How you create a new text, split it into sentences, and enter it into the database

You are logged in. There are no texts in your home domain called *My texts* because you have not yet started to annotate.

This is how you create a new text and split it into phrases that you can annotate.

Step 1 - open Text Editor in New Tab

To start, click on *New text* which you find in the upper navigation box to the left of your browser window. Right click it, and choose the second option from the drop-down window saying *Open Link in New Tab*. Having the TypeCraft wiki and the TypeCraft Editor open in two tabs will allow you to go more easily back and forth between these two. You can for example keep the Help Page open while you work with your TypeCraft Editor. Your normally find your tabs on the upper part of your browser window.

Step 2 - enter text into the text field

Go to the Text Editor window either by choosing *New text* or *My texts* from your navigation bar. The Text Editor has on the left side a text field. You use this field to either to import text from a file by copy & paste, or you manually enter sentences.

NOTE - any collection of phrases is a text.
Under Text we understand either real text, or part of real text, for example from a newspaper or a book etc., but also ::a collection of phrases, either sentences or smaller constituents, such as noun phrases which have been collected to illustrate a certain linguistic phenomenon.

Step 3 - sentence split

After you have entered your text you click on *Create phrases*. A dialog box appears. If you have not marked parts of the text (which you normally only do if you want to add more text to an already existing text), TypeCraft will say: Nothing selected. Should TypeCraft use the whole text instead? Answer: yes.

(Step 4 optional) - repeat sentence split

If you are unhappy with the way TypeCraft has split your sentences, clean out your text by for example deleting spaces between paragraphs, or by inserting periods. If worse comes to worse, you have to repeat this step several times to get the sentence break-up that is correct.

How to annotate individual tokens

Step 1 - Initializing your annotation table

Click on one of the individual blue phrases on the right-hand side of your Text Editor window. A small window pops-up, saying:

TypeCraft wants to know:
This phrase has no words yet.

You can initialise words and morphemes automatically. Separate words by spaces (" ") and morphemes by hyphens ("-").

If you click cancel you can insert words and morphemes manually.

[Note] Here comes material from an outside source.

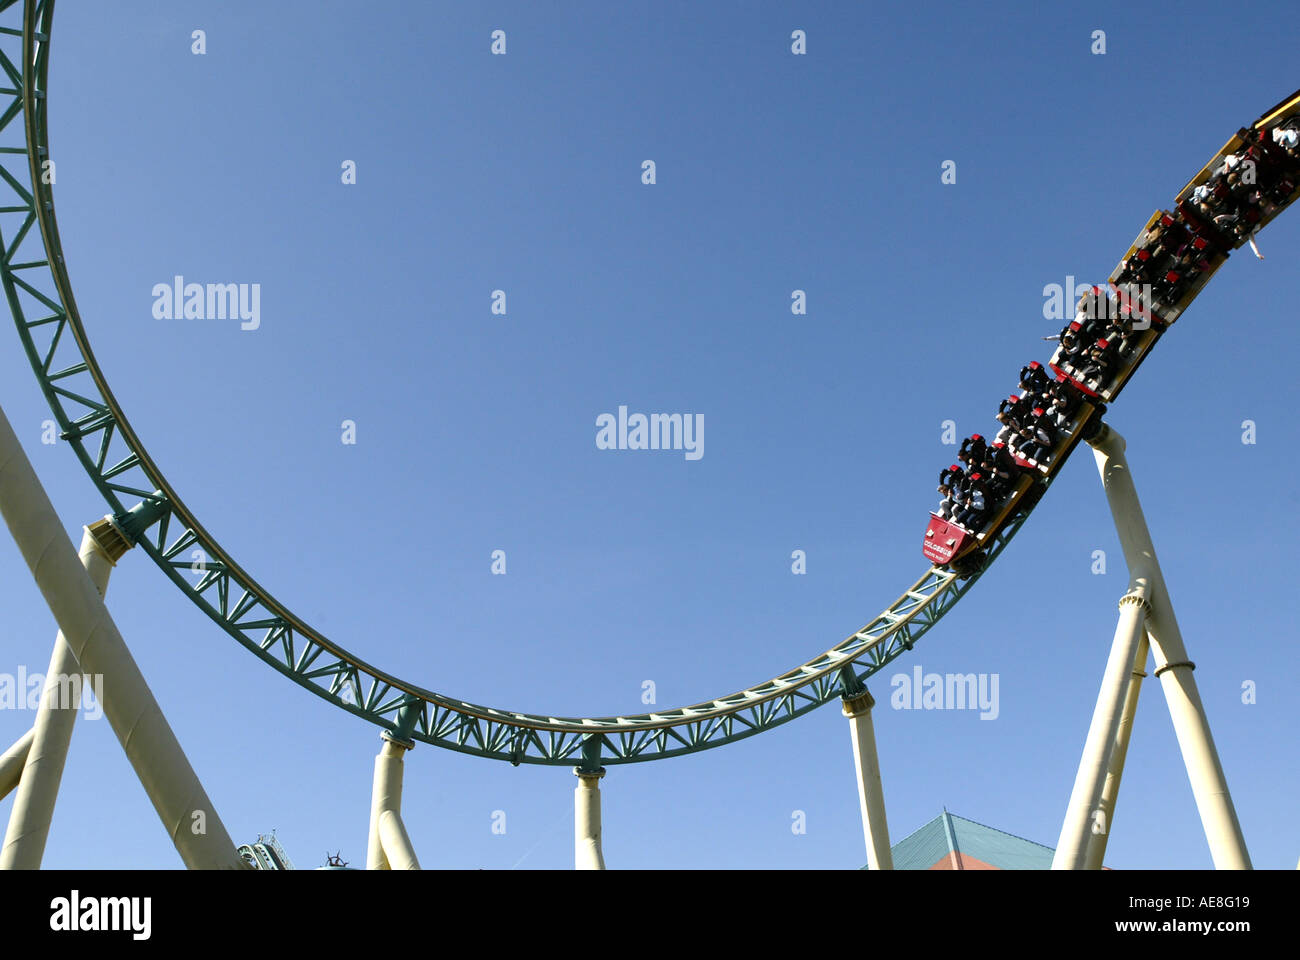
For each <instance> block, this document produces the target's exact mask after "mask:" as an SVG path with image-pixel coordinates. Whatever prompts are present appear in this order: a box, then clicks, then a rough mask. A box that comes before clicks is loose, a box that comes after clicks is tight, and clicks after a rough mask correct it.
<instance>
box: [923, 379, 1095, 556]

It seems that we have added this window to confuse you ;); what we really mean is this:

You have 3 different option how to use the input mask that contains now the sentence that you want to initialize:

  • if you want the phrase in the input mask inserted into a table without any further segmantation, click OK.
  • if you want the text in the input mask inserted into the table and you in addition want to split some of the words into smaller segments,, you can do that by inserting hyphens "-" or spaces " " in the phrase. Then you click OK. Do not be afraid of possible mistakes you might make when inserting hyphens at this point. You can always change what you do later.
  • If you don't want to start off with the material in the input mask, but rather wish to fill all material into the table manually click cancel. A one-column skeleton of a table appears, and here you can fill in text in the top line, one word per column. You create a new column by clicking in an existing column: you get a menu where you left-click, and get the options 'New word before', 'New word after' or 'Delete word'. By clicking on either of the former options a new empty column appears, where a word can be written in. On the second line in the table, morphological units are written in in a similar manner - the menu now offers 'New morpheme before', 'New morpheme after' or 'Delete morpheme', and in similar fashion as above, in the first two cases an empty column is created for being filled manually.

These manual processes can be performed also if one has chosen one of the first two bullet-point options presented above. Thus, one can at any point go back and correct mistakes, fill in more information, etc.

Note however that the only steps where you get segment splitting showing up automatically is in option 2, while option 1 just gives you the text-line in the first tier of the table.